The Hunt for Oscar – Mad Max: Fury Road and White Mediocrity

I’m currently embarking on a journey to see all of the 2016 Oscar nominees before the awards are broadcast in February. This week was a rather busy one for me so I was only able to watch one movie, which is going to severely put me behind in my hunt to watch them all, however, in terms of the blog it gives me the opportunity to talk about the controversy of #OscarsSoWhite which I was unable to really deal with in-depth last week.  As I said, while watching nominated films, I strive to judge every movie on its merits and not compare it to other nominated or “snubbed” films. However, sometimes that task proves damn near impossible as was the case while I watched Mad Max: Fury Road.

Mad Max: Fury Road

Mad Max: Fury Road is the only franchise property nominated for Best Picture which is a feat since the Academy usually turns its nose up at popular franchises. Lord of the Rings: Return of the King is the only franchise film to take home the award in my lifetime. Rocky won Best Picture in 1977 when my parents were teenagers. Mad Max: Fury Road is the fourth Mad Max film, reviving the series from “development hell” and casting Tom Hardy in the role made famous by the now infamous Mel Gibson. I have not seen the previous Mad Max films so that may account for some of my confusion, I also saw this film after the flurry of think pieces proclaiming it as the feminist manifesto that we never even knew we needed.
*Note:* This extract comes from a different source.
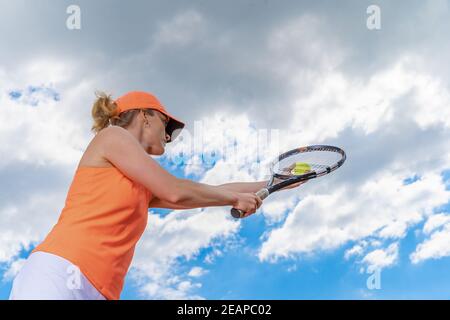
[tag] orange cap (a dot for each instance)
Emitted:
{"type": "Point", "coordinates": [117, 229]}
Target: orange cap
{"type": "Point", "coordinates": [144, 100]}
Immediately at the start of the film, I was lost. Subtitles were needed and I was pretty sure they were speaking English the entire way through. While the film moved at a breakneck pace with an excellent blend of fluidity and chaos matching the frenetic acting It was clear to me within the first 30 minutes of the film that this did not reach the caliber I have come to expect from a Best Picture nominee. Mad Max is one of only 5 films to have ever been nominated in all technical categories. The technical categories include; cinematography, costume design, film editing, Production design (Art Direction), Sound Editing, Sound Mixing and Visual Effects. Technical awards are usually the place where action and adventure films flourish, this usually is a sore spot when films that have a heavy genre bent are deemed to have been snubbed in the bigger categories. This year both Mad Max: Fury Road and The Revenant (which I have not yet seen) have been nominated in all technical categories. I don’t quarrel with this, I think the design and production of Mad Max: Fury Road is impeccable. The world building of a desolate wasteland where water is in high demand and under the control of a cruel and unfeeling despot is told very well visually. This does not mean that the story is a good one or compelling one. I felt no investment in the stakes of this movies plot or characters.  They were running from one desolate landscape in search of a utopia only to turn around and go back where they came from. While this story could have been interesting, it wasn’t and no amount of technical competency was going to fix the lack of storyline and plot deficiencies.

Nominations:

Best Picture, Best Director, Visual Effects, Makeup and Hairstyling, Costume Design, Cinematography, Film Editing, Sound Mixing, Production Design, Sound Editing

I have been watching the Oscar nominees for the past few years and I very quickly discovered that judging films against their competitors or even the films you think were “snubbed” is a losing battle. Film is inherently subjective, each individual judges it via different criteria and their own life experiences bring them to different conclusions about the film. That is one of the things I love the most about movies in general and the Oscars, in particular. However, in a year when there have only been eight nominees out of a possible ten, the mediocrity of Mad Max: Fury Road is offensive. There is this long-held belief in the minority community that you fairly or not, we must be twice as good to get half as far. Nothing illustrates this more than the inclusion of Mad Max: Fury Road in the Best Picture category while films like Creed, Straight Outta Compton, and Tangerine were largely ignored by the Academy. Of all the films I listed Creed is the most comparable to Mad Max: Fury Road, a genre franchise film with a storied history.  Creed takes the story of Rocky and expands on that narrative, however, it also stands on its own merit. You do not need to have seen the previous Rocky films to understand Creed, which is either the case for Mad Max: Fury Road, or, the film is even more nonsensical than I have imagined.  The performances in Creed reveal nuanced characters with complex motivations and you can’t say the same thing for the performances in Mad Max: Fury Road.

Nothing in the film Mad Max: Fury Road elevates it to the level of a Best Picture nominee and the fact that it still manages to garner a nomination in the face of other, technically superior and better films spearheaded by POC is another notch in the belt for White Mediocrity.